- Así que eres tú, ¿¿eh??
¡Precisamente hablábamos de ti! Julia al final me lo ha confesado todo. ¡Veo
que hasta te atreves a venir a nuestra casa!
Conseguí esquivar un puño que viajaba
en línea recta hacia mi párpado derecho, una mandíbula que parecía
querer meterme un mordisco. La miré a ella mientras me alejaba como un cangrejo con
las manos en alto. Su cuerpo temblaba detrás del marido, no salía
palabra alguna de sus labios. Tampoco es que yo atinara con los míos.

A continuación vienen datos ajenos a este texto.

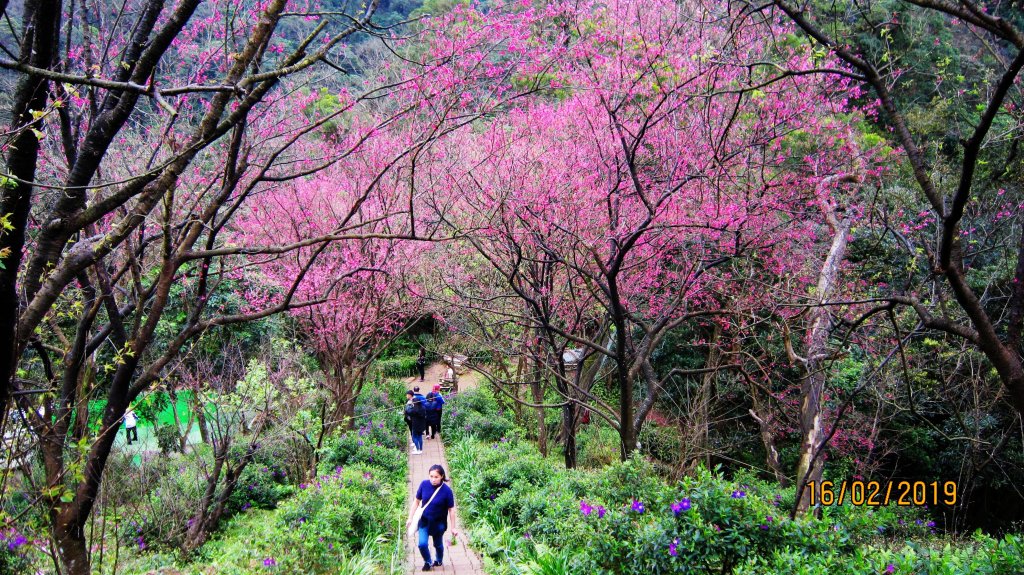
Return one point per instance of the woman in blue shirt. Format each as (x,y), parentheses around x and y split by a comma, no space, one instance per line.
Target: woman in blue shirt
(437,516)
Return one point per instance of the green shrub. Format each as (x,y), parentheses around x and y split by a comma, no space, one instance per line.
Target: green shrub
(625,518)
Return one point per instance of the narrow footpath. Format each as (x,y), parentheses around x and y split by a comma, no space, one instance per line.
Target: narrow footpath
(459,559)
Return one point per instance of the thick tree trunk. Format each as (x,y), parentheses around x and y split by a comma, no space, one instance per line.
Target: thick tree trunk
(810,466)
(41,24)
(542,425)
(72,549)
(200,410)
(695,447)
(568,427)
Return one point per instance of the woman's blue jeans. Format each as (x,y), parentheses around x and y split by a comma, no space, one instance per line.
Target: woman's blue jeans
(438,535)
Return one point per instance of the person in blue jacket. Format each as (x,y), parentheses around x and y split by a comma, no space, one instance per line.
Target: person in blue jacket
(437,516)
(435,404)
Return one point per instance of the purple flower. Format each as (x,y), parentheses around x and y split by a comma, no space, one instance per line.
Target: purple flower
(681,505)
(18,541)
(585,509)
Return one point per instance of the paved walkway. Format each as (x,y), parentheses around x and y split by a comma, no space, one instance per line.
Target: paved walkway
(458,559)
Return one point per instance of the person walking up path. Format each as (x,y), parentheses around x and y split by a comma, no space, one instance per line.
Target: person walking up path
(458,558)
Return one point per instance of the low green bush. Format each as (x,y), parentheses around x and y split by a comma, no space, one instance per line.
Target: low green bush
(627,519)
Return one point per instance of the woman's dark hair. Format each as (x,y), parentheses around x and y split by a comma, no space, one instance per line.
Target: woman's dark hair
(439,470)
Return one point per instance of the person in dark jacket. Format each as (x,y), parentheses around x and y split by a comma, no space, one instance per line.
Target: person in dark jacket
(435,404)
(416,418)
(437,516)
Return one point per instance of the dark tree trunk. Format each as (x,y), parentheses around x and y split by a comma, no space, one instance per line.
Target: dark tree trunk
(41,24)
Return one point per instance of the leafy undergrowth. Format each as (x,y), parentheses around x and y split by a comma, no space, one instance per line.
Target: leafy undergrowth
(529,515)
(346,521)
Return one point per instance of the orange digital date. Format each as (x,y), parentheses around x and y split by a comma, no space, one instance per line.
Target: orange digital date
(875,493)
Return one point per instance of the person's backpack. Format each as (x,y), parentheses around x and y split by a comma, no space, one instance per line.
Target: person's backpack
(416,409)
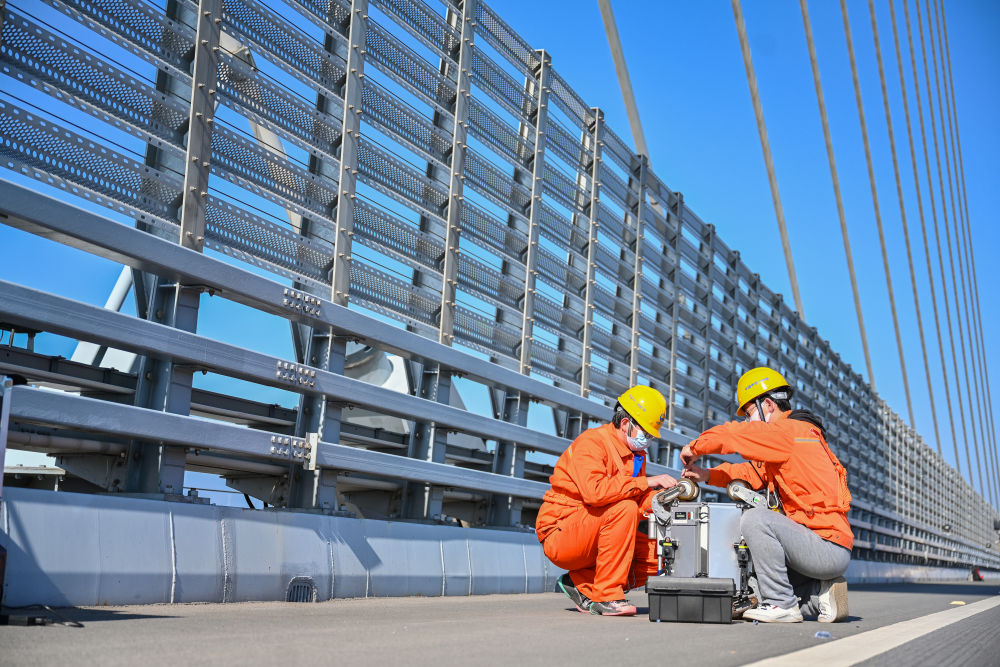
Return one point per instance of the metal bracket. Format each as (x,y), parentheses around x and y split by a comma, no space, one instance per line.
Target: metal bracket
(295,374)
(302,302)
(312,447)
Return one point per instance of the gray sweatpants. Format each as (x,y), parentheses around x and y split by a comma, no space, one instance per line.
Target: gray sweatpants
(776,544)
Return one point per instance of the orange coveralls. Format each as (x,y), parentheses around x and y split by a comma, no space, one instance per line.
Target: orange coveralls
(587,522)
(791,457)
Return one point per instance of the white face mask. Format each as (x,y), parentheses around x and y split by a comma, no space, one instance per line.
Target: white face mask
(757,415)
(640,443)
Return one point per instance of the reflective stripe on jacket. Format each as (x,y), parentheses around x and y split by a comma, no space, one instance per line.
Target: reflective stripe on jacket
(791,457)
(595,470)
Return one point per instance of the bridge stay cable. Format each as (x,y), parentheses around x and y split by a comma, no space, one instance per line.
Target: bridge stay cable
(875,204)
(835,179)
(920,207)
(772,177)
(944,214)
(964,331)
(971,250)
(963,233)
(903,220)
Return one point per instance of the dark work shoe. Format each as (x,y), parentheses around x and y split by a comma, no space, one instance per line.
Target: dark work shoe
(581,601)
(612,608)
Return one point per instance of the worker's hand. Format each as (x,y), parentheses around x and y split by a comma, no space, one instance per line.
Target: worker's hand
(696,473)
(661,481)
(687,456)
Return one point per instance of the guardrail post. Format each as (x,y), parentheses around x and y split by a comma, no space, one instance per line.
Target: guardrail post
(706,270)
(509,458)
(164,385)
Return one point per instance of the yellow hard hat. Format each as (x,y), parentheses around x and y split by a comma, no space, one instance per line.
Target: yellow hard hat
(646,407)
(755,383)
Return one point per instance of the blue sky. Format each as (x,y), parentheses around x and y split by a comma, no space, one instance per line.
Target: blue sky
(691,89)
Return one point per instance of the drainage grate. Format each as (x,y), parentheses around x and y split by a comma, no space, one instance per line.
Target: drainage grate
(301,589)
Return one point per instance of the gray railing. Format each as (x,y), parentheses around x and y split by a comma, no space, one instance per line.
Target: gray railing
(414,177)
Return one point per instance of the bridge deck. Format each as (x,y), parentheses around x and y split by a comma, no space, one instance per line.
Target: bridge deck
(515,629)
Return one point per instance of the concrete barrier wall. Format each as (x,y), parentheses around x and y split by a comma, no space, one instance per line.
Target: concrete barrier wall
(76,549)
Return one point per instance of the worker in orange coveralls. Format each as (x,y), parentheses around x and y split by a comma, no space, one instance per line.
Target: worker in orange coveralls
(588,522)
(800,552)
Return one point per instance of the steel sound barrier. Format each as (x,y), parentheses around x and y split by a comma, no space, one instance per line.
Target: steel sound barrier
(417,163)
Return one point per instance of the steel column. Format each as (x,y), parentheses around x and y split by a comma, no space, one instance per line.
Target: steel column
(640,168)
(317,489)
(165,385)
(597,132)
(509,457)
(541,86)
(677,210)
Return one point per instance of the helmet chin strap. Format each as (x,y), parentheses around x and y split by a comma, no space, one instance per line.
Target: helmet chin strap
(760,409)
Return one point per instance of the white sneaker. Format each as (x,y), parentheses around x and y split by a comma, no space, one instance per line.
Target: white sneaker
(769,613)
(833,600)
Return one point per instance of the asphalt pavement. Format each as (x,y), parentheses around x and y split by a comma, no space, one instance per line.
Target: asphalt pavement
(540,629)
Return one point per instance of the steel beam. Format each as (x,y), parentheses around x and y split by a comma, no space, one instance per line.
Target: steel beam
(76,227)
(78,320)
(33,405)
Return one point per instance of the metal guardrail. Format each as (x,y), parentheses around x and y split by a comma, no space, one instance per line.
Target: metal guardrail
(433,188)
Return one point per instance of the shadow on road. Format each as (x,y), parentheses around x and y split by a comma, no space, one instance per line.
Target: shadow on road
(944,588)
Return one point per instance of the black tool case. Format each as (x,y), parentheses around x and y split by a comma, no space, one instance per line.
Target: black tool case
(691,599)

Acelerada la huida, cuando ya subía de tres en tres las escaleras, me sobrevino un calor interno, un sofoco
desgarrador, como si me hubiera picado un bicho con efectos desconocidos e
inmediatos. Se apoderó de mi cuerpo un extraño síndrome que creía de ficción
hasta entonces: el del superhéroe. Di media vuelta con el espíritu de un guerrero y la fuerza de diez osos, empujé aquella puerta hacia
dentro y agarré a aquel tipo por el hombro.
- Tú y yo vamos a hablar ahora mismo,
¡pedazo de mierda!
Me escuché sin poder creérmelo. Hasta
me daban ganas de aplaudirme. Después volví a buscar el rostro de ella, de
aquella mujer a la que no conocía de nada, con su preciosa boca abierta estilo
Munch en “El grito” y sus ojos verdes desparramados. La tranquilicé con un
gesto rápido. Lo demás fue pan comido.
Nunca más renacieron en mí aquellos
insólitos poderes. Nunca más me reencontré con el pobre calcetín de rayas al
que yo en realidad había ido buscando aquella mañana, que al ir a tenderlo un
rato antes quiso caer sobre la más problemática de todas las ventanas.